Film is not suited to explanations. There are other things for which it is much better suited. For example, a good explosion is worth a thousand words. Is there any writer who can provide a really exciting description of an explosion?

I can think of a couple other reasons why technobabble exists in filmed science fiction. Actually, I am thinking of two other examples, that come down to just one reason: other things are more important. Or, in a single word, time.
  1. Before a book gets published, it is read by at least one editor. Part of an editor's job is to say, "This bit doesn't make any sense." That is how technobabble gets eliminated, because the writer does not usually have anything better to do than to fix it. A book is only a book -- it only exists as words. Film is much more complicated -- you have to have a script, actors, cameras, locations -- and for science fiction, you have to have lots of special effects work. The scriptwriters may be able to spend their whole time working on the script, but that doesn't mean that everybody else can wait for them. (And who cares about the explanations anyway? We want to watch stuff blow up!)
  2. I mentioned above that technobabble is often used as an explanation of "why the ship they're traveling in is about to fall apart." This kind of situation happens much more frequently in science fiction film than in books. In fact, off the top of my head I can't think of a book (or short story) where it is a major plot point. But in SF television it happens a lot. This may be called lazy storytelling. But if you are required to come up with a new story every week -- if they all have to be exciting, reasonably original and, most important, come to an end within 45 minutes (or 20 minutes, for a half-hour show), then you have to rely on certain shortcuts. And technobabble is one of them. So is causing your ship or other gadget to perform beyond its previously rated abilities, possibly resulting in the destruction of said ship or gadget. That's entertainment!

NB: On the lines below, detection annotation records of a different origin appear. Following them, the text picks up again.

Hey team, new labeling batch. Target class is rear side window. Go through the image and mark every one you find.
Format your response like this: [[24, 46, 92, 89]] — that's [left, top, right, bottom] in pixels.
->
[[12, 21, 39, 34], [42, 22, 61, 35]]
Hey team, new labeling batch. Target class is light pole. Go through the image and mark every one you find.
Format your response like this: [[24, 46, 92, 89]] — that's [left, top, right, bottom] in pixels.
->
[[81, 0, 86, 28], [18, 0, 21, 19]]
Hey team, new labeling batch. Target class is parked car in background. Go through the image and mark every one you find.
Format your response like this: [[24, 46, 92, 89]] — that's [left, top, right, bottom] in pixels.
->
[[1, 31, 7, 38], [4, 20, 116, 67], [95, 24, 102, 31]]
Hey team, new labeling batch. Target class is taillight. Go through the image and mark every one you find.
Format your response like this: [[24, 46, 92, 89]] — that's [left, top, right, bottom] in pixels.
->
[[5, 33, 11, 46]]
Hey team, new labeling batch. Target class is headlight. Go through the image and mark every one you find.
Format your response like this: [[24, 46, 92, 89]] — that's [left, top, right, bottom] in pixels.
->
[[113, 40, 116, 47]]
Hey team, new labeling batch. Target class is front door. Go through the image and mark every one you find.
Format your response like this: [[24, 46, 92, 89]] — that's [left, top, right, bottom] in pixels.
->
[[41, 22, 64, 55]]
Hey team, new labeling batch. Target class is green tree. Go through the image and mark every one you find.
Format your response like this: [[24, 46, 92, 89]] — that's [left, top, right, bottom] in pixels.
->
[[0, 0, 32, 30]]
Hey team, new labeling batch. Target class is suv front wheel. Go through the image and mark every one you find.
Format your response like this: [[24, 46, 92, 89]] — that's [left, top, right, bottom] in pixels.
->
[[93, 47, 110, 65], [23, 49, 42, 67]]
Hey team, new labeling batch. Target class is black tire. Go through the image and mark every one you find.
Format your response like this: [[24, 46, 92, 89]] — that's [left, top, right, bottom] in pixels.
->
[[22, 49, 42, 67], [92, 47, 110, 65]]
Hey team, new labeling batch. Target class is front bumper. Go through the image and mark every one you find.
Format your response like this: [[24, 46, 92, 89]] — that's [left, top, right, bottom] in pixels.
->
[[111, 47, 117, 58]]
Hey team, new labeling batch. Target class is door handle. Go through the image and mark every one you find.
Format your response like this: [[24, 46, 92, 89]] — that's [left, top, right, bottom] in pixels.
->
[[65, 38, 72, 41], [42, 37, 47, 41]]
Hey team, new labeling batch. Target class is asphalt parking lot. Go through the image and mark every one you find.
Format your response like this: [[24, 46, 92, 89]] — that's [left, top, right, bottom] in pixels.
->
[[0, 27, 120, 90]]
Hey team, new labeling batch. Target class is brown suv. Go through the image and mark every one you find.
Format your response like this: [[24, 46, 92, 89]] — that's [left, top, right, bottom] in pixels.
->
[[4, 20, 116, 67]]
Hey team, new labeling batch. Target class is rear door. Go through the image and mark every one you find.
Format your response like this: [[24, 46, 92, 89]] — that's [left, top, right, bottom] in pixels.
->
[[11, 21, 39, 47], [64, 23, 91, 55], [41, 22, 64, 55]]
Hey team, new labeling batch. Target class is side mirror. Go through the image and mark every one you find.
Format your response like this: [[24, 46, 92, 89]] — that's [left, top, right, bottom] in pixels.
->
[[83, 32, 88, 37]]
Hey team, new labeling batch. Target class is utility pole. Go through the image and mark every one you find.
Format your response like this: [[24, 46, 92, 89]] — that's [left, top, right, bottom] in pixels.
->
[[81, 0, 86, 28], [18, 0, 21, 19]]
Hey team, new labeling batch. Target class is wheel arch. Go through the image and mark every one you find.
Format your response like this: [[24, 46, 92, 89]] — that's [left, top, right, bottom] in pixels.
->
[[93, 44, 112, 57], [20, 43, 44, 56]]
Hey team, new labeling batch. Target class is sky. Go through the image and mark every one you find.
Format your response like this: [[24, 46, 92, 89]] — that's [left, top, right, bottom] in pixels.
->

One other thing: I don't mean to imply that the people who write these scripts are ignorant of science, or don't bother to make the technobabble plausible. I believe that in many cases they do make an effort. But after all, any genuine technical explanation, complete and accurate, is mindnumbingly boring to people who are not experts in the field. In the final analysis, it really is not worth it.

* Then there is the question, "what's the difference between pseudo-science and science fiction?" I believe that some people think there is no difference, and as a true SF fan I am naturally grieved and offended by it. But I don't seem to have time at present to correct their false assumption.